Le Délit a discuté avec le réalisateur de Mademoiselle de Joncquières, son dernier film.

Ciné

La semaine dernière, Evangéline Durand-Allizé partageait son opinion sur Mademoiselle de Joncquières. Cette semaine, le Délit s’est entretenu avec Emmanuel Mouret, réalisateur du film, présenté lors du festival du film francophone Cinémania, à Montréal.

Pour moi, il y a quelque chose d’assez rassurant dans la parole au cinéma. La parole rythme le film et nous lie affectivement.

Le Délit (LD) : Au-delà de l’envie de faire ce film, pourquoi avoir voulu reprendre un épisode de Jacques le Fataliste et son maître de Denis Diderot ? 

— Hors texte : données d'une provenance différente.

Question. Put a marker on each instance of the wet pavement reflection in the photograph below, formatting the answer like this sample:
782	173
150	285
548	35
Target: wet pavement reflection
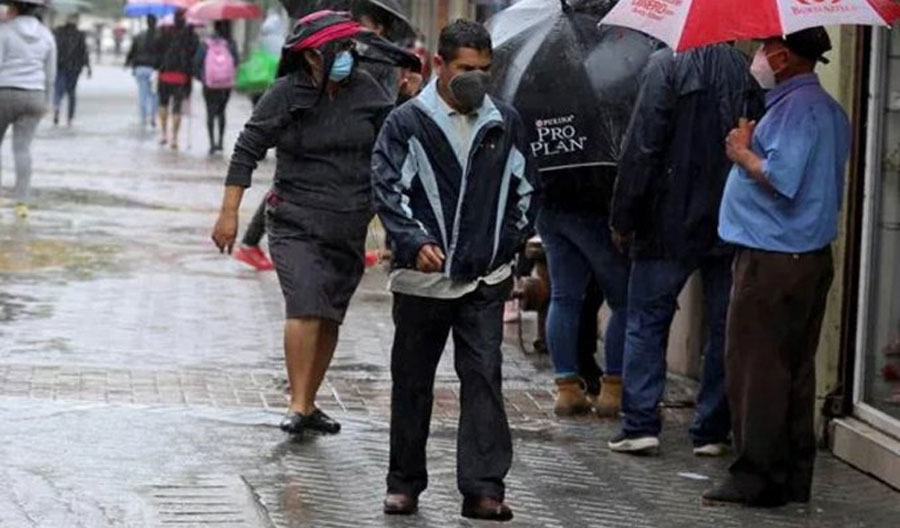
141	379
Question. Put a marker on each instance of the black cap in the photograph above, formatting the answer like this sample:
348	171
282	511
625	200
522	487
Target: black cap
812	43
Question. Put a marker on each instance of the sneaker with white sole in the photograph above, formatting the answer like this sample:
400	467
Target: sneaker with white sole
713	450
637	444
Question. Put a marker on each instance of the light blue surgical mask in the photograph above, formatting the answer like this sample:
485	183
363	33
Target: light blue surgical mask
342	67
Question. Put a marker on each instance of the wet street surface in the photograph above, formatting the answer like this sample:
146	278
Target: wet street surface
141	378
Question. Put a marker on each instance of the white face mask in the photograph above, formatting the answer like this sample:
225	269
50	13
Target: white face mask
762	70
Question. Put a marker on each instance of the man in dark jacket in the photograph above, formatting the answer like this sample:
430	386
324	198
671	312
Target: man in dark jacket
179	49
71	60
144	59
665	206
454	190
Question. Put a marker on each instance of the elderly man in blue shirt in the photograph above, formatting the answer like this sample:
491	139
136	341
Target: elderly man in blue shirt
780	208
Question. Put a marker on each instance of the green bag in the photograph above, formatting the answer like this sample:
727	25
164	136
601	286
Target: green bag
257	73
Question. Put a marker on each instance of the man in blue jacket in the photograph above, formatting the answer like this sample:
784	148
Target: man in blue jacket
454	190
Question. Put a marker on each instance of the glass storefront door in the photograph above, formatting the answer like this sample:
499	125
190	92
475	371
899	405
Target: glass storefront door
878	383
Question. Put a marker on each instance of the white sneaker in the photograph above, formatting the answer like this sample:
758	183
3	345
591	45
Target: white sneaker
640	445
712	450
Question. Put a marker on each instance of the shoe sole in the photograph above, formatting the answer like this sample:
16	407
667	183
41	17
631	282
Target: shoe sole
640	446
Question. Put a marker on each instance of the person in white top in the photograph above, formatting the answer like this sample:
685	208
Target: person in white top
27	72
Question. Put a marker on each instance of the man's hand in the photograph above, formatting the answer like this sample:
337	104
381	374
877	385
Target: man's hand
621	240
739	140
430	259
225	232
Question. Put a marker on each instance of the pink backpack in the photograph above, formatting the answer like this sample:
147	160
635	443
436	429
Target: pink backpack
219	70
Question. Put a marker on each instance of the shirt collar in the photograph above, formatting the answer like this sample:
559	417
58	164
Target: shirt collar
782	90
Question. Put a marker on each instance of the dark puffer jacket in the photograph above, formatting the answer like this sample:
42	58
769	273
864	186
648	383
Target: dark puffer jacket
673	167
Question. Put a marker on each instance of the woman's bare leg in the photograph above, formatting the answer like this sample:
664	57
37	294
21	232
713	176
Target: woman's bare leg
308	349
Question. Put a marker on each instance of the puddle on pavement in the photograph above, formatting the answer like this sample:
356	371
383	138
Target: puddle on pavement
25	254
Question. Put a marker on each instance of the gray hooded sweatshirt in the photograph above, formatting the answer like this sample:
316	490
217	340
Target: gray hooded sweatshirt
27	55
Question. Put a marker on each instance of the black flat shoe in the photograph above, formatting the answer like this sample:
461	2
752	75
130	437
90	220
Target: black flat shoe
296	423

Emmanuel Mouret (EM) : C’est un peu un hasard. Déjà, c’est un livre de chevet pour moi. J’y pense très, très souvent quand j’écris. C’est un roman qui mêle le « léger », le « joyeux » et le « ludique », autant dans la lecture que dans l’écriture, tout en étant profond, et provoquant en moi une empathie toute particulière. Je ne sais d’ailleurs pas si le mot « roman » est celui qui conviendrait. On peut, quelque part en le lisant, philosopher l’air de rien, philosopher en se divertissant. C’est ça que j’aime beaucoup. Pour moi ce roman, c’est l’art de la parenthèse, dans la parenthèse, dans la parenthèse… Et parfois, quand j’ai eu des problèmes dans l’écriture de mes scénarios, j’ai souvent repensé, justement, à cette liberté et à ce ton, cette couleur. À chaque lecture, j’ai toujours été extrêmement ému par le récit, celui de Madame de la Pommeraye et du marquis des Arcis, ému aux larmes même ! Et quand mon producteur m’a proposé de faire un film en costume, un film d’époque, j’ai aussitôt pensé à lui. J’avais un peu d’appréhension parce que je savais qu’il avait déjà été adapté au cinéma par Robert Bresson, avec un scénario et des dialogues de Jean Cocteau (rires, ndlr). Mais Bresson l’avait modernisé quand moi je voulais rester dans une époque correspondante à l’écriture…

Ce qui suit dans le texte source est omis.